Ana me disse que sempre foi uma pessoa muito tímida e fechada, que nunca conseguiu se
permitir gostar realmente de alguém, pois via como a relação de seus pais era horrível, então ela sempre
focou no trabalho, e ignorou todo o resto, ela viajou o mundo, fez muitos amigos, mas morria de medo
de se aproximar de alguém no sentido romântico e sexual da palavra, sempre teve vergonha de seu
corpo, se escondia atrás de roupas, ou de seu sarcasmo, nunca tinha se permitido realmente se
apaixonar e ainda mantinha sua virgindade como algo intocável. A cada palavra que ela me dizia eu
ficava mais chocada, como alguém da idade dela era virgem? Nunca teve ninguém, ela era alguém
sozinha? Deveria ser… Quando penso nisso, ela atende seu telefone e começa a falar com alguém
dizendo que estava com uma amiga e que mais tarde contaria tudo o que aconteceu para eles tomando
umas boas taças de vinho. Ela volta sua atenção para mim e continua dizendo que ela não é sozinha -
parecia que estava lendo meus pensamentos - disse que sempre foi cercada de ótimos amigos, sempre
presentes nas horas difíceis e nas alegrias, que ela apadrinhava crianças para dar oportunidade para eles
e até então isso era o suficiente para ela, viagens bons amigos, boas crianças, caridades, era
maravilhoso sua vida, mas de uns anos pra cá sua rede de amigos começou a diminuir, doenças
inevitáveis, acidentes, a vida…
Passar pela perda de seus amigos a fez perceber que ela sempre quis beijar alguém, sentir esse
frio na barriga, sentir os lábios da outra pessoa, o calor que existe quando os dois corpos estão juntos, a
sonoridade dos lábios e línguas, e então ela decidiu se permitir conhecer alguém, e com uma prontidão
tremenda uma de suas amigas arranjou um viúvo amigo de amigos e apresentou ele para Ana. Eles
saíram jantar algumas vezes foram a museus, cafés, cinemas, e hoje naquela tarde eles foram almoçar
juntos, pois ele iria viajar visitar seus filhos ela me contou que eles comeram macarrão acompanhada
de vinho em um restaurante italiano próximo da praça, conversaram sobre suas vidas, as séries que
estavam vendo e chegou a hora dele ir para o aeroporto e foi chamado um uber, enquanto esperavam o
motorista chegar, ela foi sentindo na barriga aquele nervoso, as famosas borboletas, e ele estava ali
quieto, ela disse que sentia no ar uma coisa estranha, um clima, como se algo precisasse ser feito, e no
momento em que o uber chegou ele se aproximou para dar tchau e um até logo dando o beijo mais
suave e quente que ela já sentiu em sua bochecha e quando ele fez isso ela segurou uma de suas mãos
olhou fundo em seus olhos colocou sua mão esquerda no rosto dele delicadamente acariciando sua
bochecha, deu um leve sorriso e então o beijou. Quando ela o beijou, ele a envolveu a abraçando, e ela
retribuiu o abraço, foi tão forte que ela pensou que os dois iriam se tornar um só.

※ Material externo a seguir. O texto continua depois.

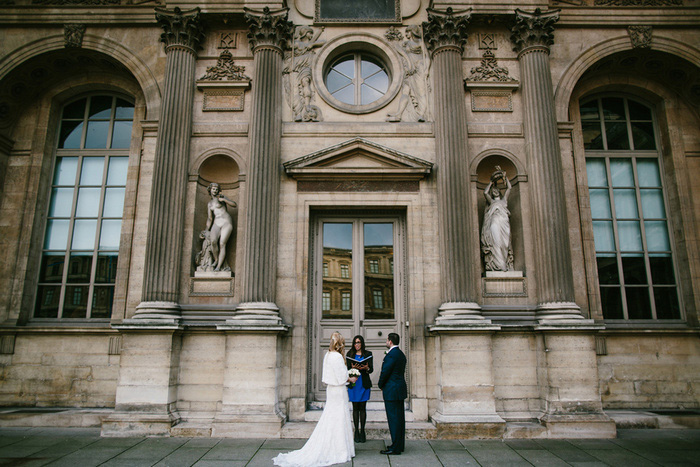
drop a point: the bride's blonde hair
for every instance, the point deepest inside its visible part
(337, 344)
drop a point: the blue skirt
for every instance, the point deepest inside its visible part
(357, 393)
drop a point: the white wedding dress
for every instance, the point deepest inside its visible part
(332, 441)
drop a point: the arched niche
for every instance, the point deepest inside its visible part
(485, 165)
(222, 168)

Quando o beijo parou ela começou a gargalhar, o que acabou fazendo ele rir e outras pessoas
que estavam passando por eles no momento, ela me disse que sua bochechas ficaram vermelhas na
hora, que ela sentiu seu corpo inteiro arder, mas que de todas as coisas que ela já fez na vida, aquele
beijo, foi a melhor delas e que hoje ela se sente como se tivesse 15 anos e uma vida inteira pela frente.